Ein aktuelles Phänomen, das besorgniserregende Wellen schlägt, ist der Missbrauch bekannter Medienlogos und Bilder von Prominenten für Fake News. Der Fall des Schauspielers Jan Josef Liefers, dessen Fotos kürzlich für betrügerische Facebook-Anzeigen missbraucht wurden, ist ein Paradebeispiel für diese beunruhigende Praxis.

Die Masche: Fake News unter falscher Flagge mit Foto von Jan Josef Liefers

In den Schattenbereichen des Internets sind gefälschte Werbekampagnen keine Seltenheit. Oft wird dabei das Vertrauen der Öffentlichkeit in bekannte Medienmarken und Prominente schamlos ausgenutzt.

Ein aktuelles Beispiel ist die missbräuchliche Verwendung des Logos der „Tagesschau“ in Anzeigen, die fälschlicherweise behaupten, Jan Josef Liefers sei wegen finanzieller Äußerungen verklagt worden.

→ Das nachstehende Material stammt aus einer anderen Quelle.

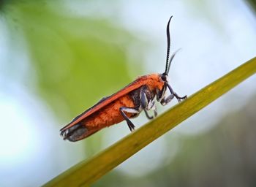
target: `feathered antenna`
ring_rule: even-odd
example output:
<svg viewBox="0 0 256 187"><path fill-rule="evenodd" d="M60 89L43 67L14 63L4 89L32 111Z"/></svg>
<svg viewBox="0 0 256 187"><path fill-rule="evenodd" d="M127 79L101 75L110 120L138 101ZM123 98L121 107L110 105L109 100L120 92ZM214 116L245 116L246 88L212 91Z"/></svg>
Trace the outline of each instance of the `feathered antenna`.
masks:
<svg viewBox="0 0 256 187"><path fill-rule="evenodd" d="M170 22L172 19L173 16L170 16L168 23L166 27L166 35L167 35L167 53L166 53L166 64L165 64L165 74L167 75L168 69L170 69L170 66L168 68L168 62L169 62L169 55L170 55Z"/></svg>

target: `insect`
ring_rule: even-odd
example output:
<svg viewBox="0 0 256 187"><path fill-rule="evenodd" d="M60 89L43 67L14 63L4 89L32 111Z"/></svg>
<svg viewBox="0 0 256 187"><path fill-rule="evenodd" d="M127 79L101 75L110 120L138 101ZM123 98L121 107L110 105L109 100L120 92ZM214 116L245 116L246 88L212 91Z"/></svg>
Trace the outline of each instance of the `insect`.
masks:
<svg viewBox="0 0 256 187"><path fill-rule="evenodd" d="M135 126L129 119L137 117L140 112L144 111L148 119L157 116L155 98L162 105L167 104L174 97L178 102L187 98L187 96L181 97L175 93L167 81L170 64L177 52L169 59L170 22L172 17L166 28L167 47L165 72L139 77L116 94L104 97L60 130L64 140L75 142L124 120L132 131ZM170 93L169 96L165 94L167 89ZM151 110L154 111L154 116L148 113Z"/></svg>

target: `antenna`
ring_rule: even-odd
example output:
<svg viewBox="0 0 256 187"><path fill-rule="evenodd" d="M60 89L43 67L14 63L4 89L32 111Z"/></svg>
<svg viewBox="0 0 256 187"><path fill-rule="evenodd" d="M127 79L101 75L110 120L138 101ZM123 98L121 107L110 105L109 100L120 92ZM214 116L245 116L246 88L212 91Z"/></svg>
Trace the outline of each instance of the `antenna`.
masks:
<svg viewBox="0 0 256 187"><path fill-rule="evenodd" d="M170 22L173 16L170 16L168 23L166 27L166 35L167 35L167 53L166 53L166 64L165 64L165 74L167 74L168 72L168 61L169 61L169 55L170 55Z"/></svg>

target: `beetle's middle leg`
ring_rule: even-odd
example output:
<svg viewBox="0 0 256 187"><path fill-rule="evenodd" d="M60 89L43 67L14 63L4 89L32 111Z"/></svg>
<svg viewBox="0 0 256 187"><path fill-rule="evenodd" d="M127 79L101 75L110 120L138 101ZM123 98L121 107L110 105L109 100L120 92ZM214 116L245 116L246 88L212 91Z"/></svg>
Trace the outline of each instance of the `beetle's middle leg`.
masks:
<svg viewBox="0 0 256 187"><path fill-rule="evenodd" d="M132 113L132 114L138 114L140 112L140 111L136 108L133 108L133 107L122 107L119 108L120 112L121 114L121 115L123 116L123 118L124 118L124 120L127 121L128 127L129 129L129 130L132 131L132 130L135 129L135 126L132 123L132 121L129 119L129 118L127 117L127 115L124 113L124 112L127 112L128 113Z"/></svg>

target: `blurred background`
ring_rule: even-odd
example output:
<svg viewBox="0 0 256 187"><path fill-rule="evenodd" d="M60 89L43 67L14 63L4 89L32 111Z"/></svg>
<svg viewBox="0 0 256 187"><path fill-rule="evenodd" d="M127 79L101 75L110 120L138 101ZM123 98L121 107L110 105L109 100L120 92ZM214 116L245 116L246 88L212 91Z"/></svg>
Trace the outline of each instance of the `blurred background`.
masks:
<svg viewBox="0 0 256 187"><path fill-rule="evenodd" d="M256 56L255 1L0 1L0 186L37 186L112 145L125 123L80 142L59 130L138 76L188 96ZM93 186L255 186L253 76ZM159 113L172 104L158 105ZM144 114L132 121L140 128ZM86 174L85 174L86 175Z"/></svg>

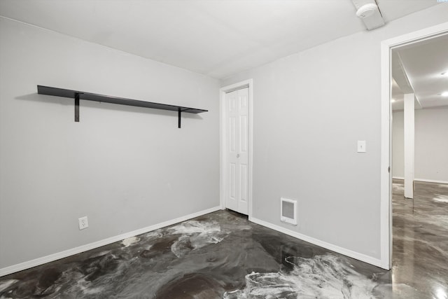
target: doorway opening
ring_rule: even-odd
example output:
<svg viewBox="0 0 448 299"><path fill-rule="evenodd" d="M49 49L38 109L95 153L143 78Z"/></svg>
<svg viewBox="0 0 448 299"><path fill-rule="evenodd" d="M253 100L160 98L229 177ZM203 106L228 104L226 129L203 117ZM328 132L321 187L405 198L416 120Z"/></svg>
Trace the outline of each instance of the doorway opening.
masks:
<svg viewBox="0 0 448 299"><path fill-rule="evenodd" d="M221 209L252 215L253 81L220 90Z"/></svg>
<svg viewBox="0 0 448 299"><path fill-rule="evenodd" d="M392 214L392 199L393 199L393 186L398 188L398 182L393 182L393 172L394 172L393 167L397 167L397 161L393 161L392 160L392 126L393 126L393 109L391 99L393 98L394 88L396 89L396 86L394 86L397 81L400 81L402 85L403 91L403 100L405 103L407 103L407 113L405 112L405 114L407 113L408 117L405 116L403 118L406 118L407 121L414 125L414 108L415 106L430 106L433 105L434 101L428 99L428 102L424 103L426 99L426 96L419 95L417 96L416 104L414 103L415 95L418 93L417 88L421 89L421 84L415 79L413 85L412 81L407 81L407 85L409 90L406 90L402 86L406 85L406 80L403 80L403 78L393 78L394 64L396 64L397 57L400 58L400 55L409 56L409 57L405 57L405 60L408 59L412 56L410 55L412 51L407 51L407 50L415 48L416 46L421 45L429 45L431 42L438 41L441 38L447 39L448 37L448 23L442 24L438 26L427 28L423 30L420 30L416 32L412 32L409 34L398 36L392 39L384 41L382 43L382 172L381 172L381 250L382 250L382 267L385 269L391 269L392 267L392 252L393 252L393 214ZM418 52L418 51L417 51ZM412 54L412 53L411 53ZM414 53L414 55L419 55L418 53ZM397 56L398 55L398 56ZM420 53L421 55L421 53ZM403 57L400 59L402 60ZM429 74L431 71L434 72L434 68L433 71L426 69L428 63L426 62L425 66L416 65L416 69L420 71L427 71L428 77L426 77L426 81L429 80L429 78L436 76L436 74ZM442 66L440 64L438 67L448 68L448 65ZM409 71L409 69L408 69ZM448 70L447 70L448 71ZM445 71L440 71L439 76L443 76L442 74ZM427 83L427 82L426 82ZM400 85L400 84L397 84ZM418 86L417 86L418 85ZM422 95L422 94L421 94ZM440 97L442 93L435 95L435 96ZM396 97L396 96L395 96ZM397 99L395 99L396 101ZM400 101L396 102L399 103ZM393 104L397 106L397 104ZM405 179L407 182L403 186L403 195L405 196L405 188L407 188L408 195L407 197L413 197L414 191L414 130L408 130L407 133L404 133L404 135L409 135L407 137L407 142L403 144L403 146L410 146L412 148L410 153L407 153L407 156L405 158L404 164L407 165L407 170L405 172L406 174L403 174L403 179L405 176L407 176ZM408 148L409 149L409 148ZM429 157L428 157L429 158ZM392 169L391 169L392 167ZM395 169L396 172L396 169ZM396 174L396 176L398 176ZM396 185L393 185L394 183ZM395 196L397 196L397 190L394 192ZM410 193L409 193L410 191Z"/></svg>

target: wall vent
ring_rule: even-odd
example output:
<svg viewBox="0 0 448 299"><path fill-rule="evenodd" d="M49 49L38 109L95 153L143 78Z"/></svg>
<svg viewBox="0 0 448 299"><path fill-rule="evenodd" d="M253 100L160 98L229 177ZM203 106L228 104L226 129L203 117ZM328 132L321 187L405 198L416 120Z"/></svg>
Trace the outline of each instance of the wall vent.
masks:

Ein aktuelles Beispiel ist die missbräuchliche Verwendung des Logos der „Tagesschau“ in Anzeigen, die fälschlicherweise behaupten, Jan Josef Liefers sei wegen finanzieller Äußerungen verklagt worde
Das Foto von Jan Josef Liefers wird für Fake News missbraucht

Der Haken: Gefälschte Links und Datensammlung

Das eigentliche Ziel dieser Kampagnen ist es jedoch, ahnungslose Nutzer auf betrügerische Seiten zu locken. Anstatt zu legitimen Nachrichten zu führen, führen die Links zu Registrierungsseiten, deren Ziel es ist, persönliche Daten zu sammeln.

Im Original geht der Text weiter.